Oct. 10 (Bloomberg) -- Hog prices fell the most in more than two weeks on signs of increasing U.S. pork supplies. Cattle futures dropped.
U.S. meatpackers processed 2.34 million hogs in the week through Oct. 8, up 4 percent from the prior week, government data show. Carcasses averaged 205.47 pounds (93.2 kilograms) on Sept. 30, a 16-week high, according to the Department of Agriculture. Weights may rise further because fresh corn will be available for livestock feed as the U.S. harvest progresses, said Jason Golly, a vice president of risk-management marketing at Lynch Livestock Inc.
“We can’t keep going through these big Saturday kills like this,” Golly said in a telephone interview from Waucoma, Iowa. “There’s concern seasonally that we’re topping this market out. These hogs are going to get new corn, which really puts on weight.”
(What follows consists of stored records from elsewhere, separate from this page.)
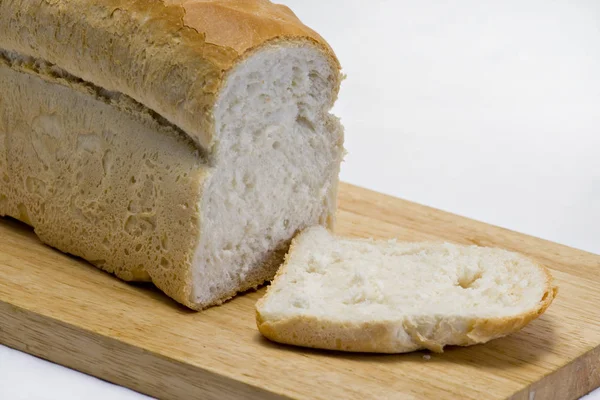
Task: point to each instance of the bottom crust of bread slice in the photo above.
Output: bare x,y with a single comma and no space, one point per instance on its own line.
390,297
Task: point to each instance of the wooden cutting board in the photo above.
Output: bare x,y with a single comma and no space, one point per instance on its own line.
64,310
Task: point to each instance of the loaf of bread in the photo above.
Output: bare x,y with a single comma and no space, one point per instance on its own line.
391,297
178,142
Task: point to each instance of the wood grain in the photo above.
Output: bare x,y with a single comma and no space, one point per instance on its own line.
59,308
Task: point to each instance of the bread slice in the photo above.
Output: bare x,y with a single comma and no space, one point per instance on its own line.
183,143
392,297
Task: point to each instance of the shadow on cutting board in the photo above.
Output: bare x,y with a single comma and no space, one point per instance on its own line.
521,348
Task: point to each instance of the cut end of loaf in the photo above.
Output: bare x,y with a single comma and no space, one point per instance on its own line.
392,297
277,154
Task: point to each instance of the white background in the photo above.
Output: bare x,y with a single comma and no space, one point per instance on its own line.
487,109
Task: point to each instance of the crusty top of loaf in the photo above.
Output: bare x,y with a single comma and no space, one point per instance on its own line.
171,55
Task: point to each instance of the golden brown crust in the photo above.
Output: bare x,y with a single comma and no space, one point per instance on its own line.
171,56
126,203
397,336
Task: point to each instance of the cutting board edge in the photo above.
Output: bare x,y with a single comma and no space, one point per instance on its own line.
83,350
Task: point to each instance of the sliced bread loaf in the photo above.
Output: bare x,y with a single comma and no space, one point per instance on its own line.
178,142
391,297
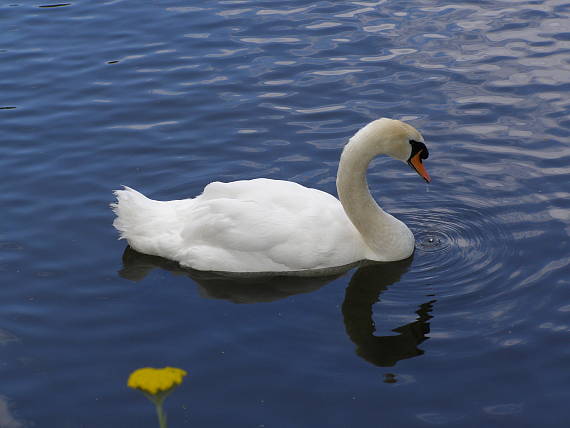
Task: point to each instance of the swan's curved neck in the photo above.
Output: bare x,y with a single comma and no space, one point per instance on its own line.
387,237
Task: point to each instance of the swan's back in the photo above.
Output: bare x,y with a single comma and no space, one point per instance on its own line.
259,225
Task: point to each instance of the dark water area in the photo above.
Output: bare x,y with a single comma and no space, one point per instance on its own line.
165,97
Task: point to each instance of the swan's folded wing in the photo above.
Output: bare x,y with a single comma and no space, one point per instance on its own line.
264,225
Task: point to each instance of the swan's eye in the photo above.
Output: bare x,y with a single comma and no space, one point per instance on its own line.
419,147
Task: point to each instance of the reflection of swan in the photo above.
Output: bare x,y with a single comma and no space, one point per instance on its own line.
362,293
267,225
367,283
235,288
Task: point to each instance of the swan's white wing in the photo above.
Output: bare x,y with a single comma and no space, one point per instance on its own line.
265,225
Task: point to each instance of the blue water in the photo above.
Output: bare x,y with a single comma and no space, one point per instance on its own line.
473,331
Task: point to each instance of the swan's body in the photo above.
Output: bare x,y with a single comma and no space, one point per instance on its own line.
265,225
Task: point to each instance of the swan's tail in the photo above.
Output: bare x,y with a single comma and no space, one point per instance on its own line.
140,220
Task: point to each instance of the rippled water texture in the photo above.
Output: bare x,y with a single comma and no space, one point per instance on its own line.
473,331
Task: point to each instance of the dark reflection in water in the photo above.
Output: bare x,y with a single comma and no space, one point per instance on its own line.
236,289
364,290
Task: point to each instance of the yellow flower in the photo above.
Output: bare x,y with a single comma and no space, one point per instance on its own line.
153,381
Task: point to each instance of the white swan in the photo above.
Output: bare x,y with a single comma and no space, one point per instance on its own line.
265,225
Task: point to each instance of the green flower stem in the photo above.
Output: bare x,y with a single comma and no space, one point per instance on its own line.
158,400
160,413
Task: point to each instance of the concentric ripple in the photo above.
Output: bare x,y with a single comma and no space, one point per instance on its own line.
459,250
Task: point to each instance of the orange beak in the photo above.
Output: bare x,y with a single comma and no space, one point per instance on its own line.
416,163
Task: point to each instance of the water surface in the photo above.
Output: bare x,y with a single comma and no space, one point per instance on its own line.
167,96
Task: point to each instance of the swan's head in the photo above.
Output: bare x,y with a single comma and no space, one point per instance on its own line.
397,139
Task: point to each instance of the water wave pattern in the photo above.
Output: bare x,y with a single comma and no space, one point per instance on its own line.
168,96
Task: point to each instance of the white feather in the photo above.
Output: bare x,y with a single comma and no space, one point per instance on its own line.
266,225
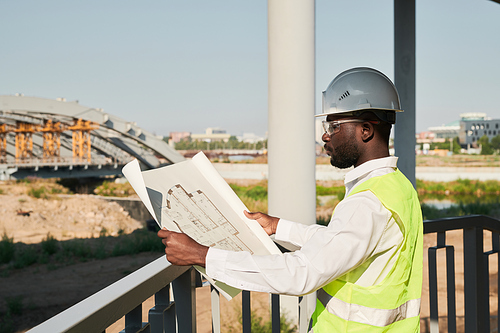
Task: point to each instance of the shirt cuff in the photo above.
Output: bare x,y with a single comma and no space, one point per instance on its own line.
283,230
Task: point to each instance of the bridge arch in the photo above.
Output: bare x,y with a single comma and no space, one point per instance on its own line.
38,137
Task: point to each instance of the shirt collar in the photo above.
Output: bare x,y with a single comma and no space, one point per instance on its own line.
369,166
Hog futures for December settlement dropped 1.8 percent to settle at 87.75 cents a pound at 1 p.m. on the Chicago Mercantile Exchange, the biggest loss for the most-active contract since Sept. 22. The commodity has gained 10 percent this year.
Spot-market hog prices fell 0.5 percent to 92.85 cents a pound on Oct. 7, the first drop in seven sessions, USDA data show. Prices are down 11 percent from $1.0408 reached on Aug. 4, which was the highest since at least April 2003. Wholesale-pork prices lost 0.4 percent to 97.65 cents a pound last week, the first decline in a month, the USDA said.
Cattle futures for December delivery declined 1.2 percent to settle at $1.2035 a pound in Chicago after reaching $1.2025, the lowest since Sept. 30. The price has climbed 11 percent this year.
Feeder-cattle futures for November settlement rose 0.5 percent to $1.43125 a pound.